Victoria's Capital Regional District has been embarking on an ambitious quest to create what it is calling a Sea to Sea Green Blue Belt, a corridor of protected green space from Saanich Inlet in the east to Juan de Fuca Strait in the west. The job was already partially done thanks to Goldstream Provincial Park and the Greater Victoria Water Supply Area, but the Sea to Sea Regional Park Reserve adds considerably to that, with Sooke Mountain Provincial Park between them and Sooke Hills Regional Park Reserve abutting it to the east. It will eventually have a system of designated hiking, mountain biking and equestrian trails through terrain varying from small pockets of old-growth forest and wetlands to the viewpoints atop Mount Manuel Quimper and along the ridgeline of Monument Mountain. Most of the trails currently existing can be reached from Harbour View Road off Sooke Road. A few are shown in the detail map on page xx that extend as far as Grass Lake, but check online resources for additions if you wish to travel farther afield.
Sooke Mountain Provincial Park: This is an undeveloped park and one of the earliest created on Vancouver Island, in 1928. It has rocky hills, forests, lakes and potential for recreation, including hiking, fishing and horseback riding, but with no maintained facilities. Mountain bikers can use the multitude of trails in the neighbouring Sea to Sea Regional Park Reserve.
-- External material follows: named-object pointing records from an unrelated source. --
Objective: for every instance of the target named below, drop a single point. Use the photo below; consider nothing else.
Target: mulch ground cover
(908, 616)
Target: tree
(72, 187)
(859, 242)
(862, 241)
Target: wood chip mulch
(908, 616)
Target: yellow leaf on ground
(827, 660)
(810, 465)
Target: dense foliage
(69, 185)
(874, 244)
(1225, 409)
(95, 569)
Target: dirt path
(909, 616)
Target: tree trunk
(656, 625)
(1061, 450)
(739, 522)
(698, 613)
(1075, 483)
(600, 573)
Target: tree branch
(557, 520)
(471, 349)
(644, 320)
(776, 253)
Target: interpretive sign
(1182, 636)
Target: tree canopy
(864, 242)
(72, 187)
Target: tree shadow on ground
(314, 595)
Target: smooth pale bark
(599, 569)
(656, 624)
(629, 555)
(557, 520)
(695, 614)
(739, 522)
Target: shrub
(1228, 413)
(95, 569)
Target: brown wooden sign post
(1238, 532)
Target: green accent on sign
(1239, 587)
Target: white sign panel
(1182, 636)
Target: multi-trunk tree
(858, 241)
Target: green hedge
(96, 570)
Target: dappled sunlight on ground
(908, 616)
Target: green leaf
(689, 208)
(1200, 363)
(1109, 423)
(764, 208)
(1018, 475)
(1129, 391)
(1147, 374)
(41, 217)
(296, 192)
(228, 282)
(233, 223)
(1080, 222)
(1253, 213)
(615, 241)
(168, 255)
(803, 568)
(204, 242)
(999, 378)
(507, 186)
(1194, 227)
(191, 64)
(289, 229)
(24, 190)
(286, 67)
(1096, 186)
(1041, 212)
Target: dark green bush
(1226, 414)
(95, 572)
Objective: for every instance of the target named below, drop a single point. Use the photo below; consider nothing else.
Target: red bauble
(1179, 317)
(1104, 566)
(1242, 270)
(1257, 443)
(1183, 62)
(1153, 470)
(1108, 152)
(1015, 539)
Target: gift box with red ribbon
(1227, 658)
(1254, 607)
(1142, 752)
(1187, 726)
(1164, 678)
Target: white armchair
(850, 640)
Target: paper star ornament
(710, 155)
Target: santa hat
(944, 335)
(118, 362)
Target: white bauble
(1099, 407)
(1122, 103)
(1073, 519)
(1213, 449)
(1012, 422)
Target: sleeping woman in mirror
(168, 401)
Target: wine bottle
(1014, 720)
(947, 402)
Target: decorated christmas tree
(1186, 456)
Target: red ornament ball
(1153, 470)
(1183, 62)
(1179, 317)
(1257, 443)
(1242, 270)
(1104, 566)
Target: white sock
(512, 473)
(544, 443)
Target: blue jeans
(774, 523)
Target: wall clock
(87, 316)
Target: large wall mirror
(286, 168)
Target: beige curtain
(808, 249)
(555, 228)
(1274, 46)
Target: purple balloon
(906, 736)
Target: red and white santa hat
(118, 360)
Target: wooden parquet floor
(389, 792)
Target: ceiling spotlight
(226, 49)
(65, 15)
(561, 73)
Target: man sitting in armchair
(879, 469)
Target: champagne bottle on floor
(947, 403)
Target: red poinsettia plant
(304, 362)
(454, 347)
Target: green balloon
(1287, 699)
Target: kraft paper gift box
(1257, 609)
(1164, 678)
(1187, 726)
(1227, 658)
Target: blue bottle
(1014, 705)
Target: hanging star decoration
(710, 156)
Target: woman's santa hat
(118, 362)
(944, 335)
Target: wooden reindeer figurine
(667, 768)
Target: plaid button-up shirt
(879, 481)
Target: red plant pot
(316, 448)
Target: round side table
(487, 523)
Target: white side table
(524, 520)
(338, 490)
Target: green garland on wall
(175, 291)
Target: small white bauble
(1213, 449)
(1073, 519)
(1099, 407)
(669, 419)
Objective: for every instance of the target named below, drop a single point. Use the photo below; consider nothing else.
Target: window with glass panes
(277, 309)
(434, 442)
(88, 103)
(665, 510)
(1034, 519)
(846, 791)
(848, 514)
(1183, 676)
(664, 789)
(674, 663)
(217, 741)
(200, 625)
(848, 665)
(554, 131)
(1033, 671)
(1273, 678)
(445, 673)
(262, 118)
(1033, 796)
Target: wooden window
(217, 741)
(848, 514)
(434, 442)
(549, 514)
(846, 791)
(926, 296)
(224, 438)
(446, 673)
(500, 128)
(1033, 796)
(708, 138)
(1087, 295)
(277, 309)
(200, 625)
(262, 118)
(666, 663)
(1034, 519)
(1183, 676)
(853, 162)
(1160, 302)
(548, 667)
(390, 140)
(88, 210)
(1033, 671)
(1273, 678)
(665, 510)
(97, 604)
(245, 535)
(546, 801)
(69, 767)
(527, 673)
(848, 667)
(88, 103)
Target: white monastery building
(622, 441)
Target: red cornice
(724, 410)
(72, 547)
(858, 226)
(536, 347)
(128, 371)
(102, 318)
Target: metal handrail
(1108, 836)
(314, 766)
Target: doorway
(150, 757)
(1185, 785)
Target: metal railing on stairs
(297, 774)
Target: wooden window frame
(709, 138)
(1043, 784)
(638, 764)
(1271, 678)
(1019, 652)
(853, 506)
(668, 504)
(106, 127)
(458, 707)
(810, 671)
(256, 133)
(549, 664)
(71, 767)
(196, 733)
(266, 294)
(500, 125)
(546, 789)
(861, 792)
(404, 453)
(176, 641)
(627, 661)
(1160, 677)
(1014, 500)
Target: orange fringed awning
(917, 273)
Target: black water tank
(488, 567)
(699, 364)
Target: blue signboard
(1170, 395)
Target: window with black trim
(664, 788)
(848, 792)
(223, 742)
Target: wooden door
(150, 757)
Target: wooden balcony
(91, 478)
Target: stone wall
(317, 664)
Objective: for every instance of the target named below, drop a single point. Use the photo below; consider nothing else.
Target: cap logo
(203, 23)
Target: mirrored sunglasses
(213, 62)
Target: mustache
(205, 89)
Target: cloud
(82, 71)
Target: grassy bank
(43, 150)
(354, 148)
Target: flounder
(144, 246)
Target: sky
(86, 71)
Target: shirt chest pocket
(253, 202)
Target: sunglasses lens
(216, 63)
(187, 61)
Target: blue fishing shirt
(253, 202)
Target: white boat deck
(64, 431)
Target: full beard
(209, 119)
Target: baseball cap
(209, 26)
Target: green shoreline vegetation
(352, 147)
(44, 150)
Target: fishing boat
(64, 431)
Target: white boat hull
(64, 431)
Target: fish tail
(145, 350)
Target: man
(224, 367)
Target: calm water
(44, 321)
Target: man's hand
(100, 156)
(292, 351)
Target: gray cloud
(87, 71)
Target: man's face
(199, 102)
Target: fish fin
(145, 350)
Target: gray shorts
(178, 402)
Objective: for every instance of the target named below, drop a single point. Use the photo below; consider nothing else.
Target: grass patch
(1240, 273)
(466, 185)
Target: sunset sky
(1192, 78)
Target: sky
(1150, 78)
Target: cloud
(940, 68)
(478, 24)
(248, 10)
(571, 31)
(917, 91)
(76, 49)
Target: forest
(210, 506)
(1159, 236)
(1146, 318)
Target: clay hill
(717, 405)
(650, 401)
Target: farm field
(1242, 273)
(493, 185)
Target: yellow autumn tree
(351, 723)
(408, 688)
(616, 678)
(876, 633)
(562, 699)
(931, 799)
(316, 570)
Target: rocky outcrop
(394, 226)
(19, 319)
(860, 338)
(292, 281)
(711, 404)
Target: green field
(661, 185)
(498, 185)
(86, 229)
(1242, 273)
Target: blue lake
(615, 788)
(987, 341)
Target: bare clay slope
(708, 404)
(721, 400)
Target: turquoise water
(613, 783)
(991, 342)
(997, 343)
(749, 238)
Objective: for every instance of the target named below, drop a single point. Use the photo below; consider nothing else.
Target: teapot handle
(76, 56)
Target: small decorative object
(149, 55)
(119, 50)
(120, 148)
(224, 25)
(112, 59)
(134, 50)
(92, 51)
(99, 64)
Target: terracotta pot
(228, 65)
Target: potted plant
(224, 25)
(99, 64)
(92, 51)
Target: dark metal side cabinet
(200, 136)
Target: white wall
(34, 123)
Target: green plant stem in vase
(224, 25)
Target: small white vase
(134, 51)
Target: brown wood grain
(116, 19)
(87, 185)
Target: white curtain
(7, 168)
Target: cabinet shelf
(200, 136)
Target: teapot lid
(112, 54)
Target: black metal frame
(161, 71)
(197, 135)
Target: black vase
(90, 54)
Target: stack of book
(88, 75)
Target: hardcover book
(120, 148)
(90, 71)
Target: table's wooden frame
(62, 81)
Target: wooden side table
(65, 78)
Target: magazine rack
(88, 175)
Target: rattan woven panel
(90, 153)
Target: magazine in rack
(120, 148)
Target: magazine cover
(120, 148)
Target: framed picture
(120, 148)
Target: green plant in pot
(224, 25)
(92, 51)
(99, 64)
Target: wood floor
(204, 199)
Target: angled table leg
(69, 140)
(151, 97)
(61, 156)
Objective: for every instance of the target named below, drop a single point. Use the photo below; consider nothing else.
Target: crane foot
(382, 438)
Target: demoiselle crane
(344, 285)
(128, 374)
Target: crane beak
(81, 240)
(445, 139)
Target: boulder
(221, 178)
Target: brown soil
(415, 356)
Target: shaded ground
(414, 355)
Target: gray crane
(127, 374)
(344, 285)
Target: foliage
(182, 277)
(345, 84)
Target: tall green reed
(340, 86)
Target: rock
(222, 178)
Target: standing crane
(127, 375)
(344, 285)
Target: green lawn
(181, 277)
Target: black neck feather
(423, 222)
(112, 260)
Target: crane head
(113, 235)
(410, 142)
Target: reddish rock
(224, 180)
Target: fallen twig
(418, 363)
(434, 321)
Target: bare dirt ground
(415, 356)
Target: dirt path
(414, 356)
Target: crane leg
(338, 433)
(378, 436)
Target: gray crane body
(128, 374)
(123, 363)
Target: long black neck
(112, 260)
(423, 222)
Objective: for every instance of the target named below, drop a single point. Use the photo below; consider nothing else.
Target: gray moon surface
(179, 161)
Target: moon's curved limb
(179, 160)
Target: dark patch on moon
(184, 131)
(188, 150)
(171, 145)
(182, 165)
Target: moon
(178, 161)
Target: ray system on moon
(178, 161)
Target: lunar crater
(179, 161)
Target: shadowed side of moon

Backcountry wilderness camping is permitted year-round within the provincial park.
Sooke Hills Wilderness Park Reserve: This huge wilderness reserve protects a vast portion of the Sooke Hills between Saanich Inlet and Sooke Basin. The reserve protects 4,103 hectares and is the largest park in the region. It is a true wilderness park: no access is allowed, as it is a buffer for the Greater Victoria water supply. But wait! Read on.
Sooke Hills Wilderness Trail: The challenge was how to connect Victoria to the rest of Vancouver Island as part of the Trans Canada Trail as the only existing route, the major highway that is the Malahat Drive, was sorely unsuited to trail use. The logical solution was to use the reserve land to the west, which meant violating their restriction of no access to protect the Victoria water supply. In the end it was agreed that hikers probably aren't a threat after all, so the decision was made to create the 13-km Sooke Hills Wilderness Trail as part of the Trans Canada Trail, thereby connecting the Galloping Goose Regional Trail to the Cowichan Valley Trail.
Mount Wells: This 123-hectare park is part of the lower east side side of the blue belt known for its spring wildflower displays and a few unusual residents, such as alligator lizards, which you may see sunning on the rocks on a warm day. The main feature is a steep but short (20-minute) 1.3-km trail leading from the parking lot to the summit of Mount Wells (352 metres). It crosses through Douglas-fir and arbutus forests to a wonderfully scenic viewpoint atop the rock bluff and meadow summit. Other casual trails criss-cross the area. Rock climbing is possible on the mount’s west face. The trail access is off Humpback Road.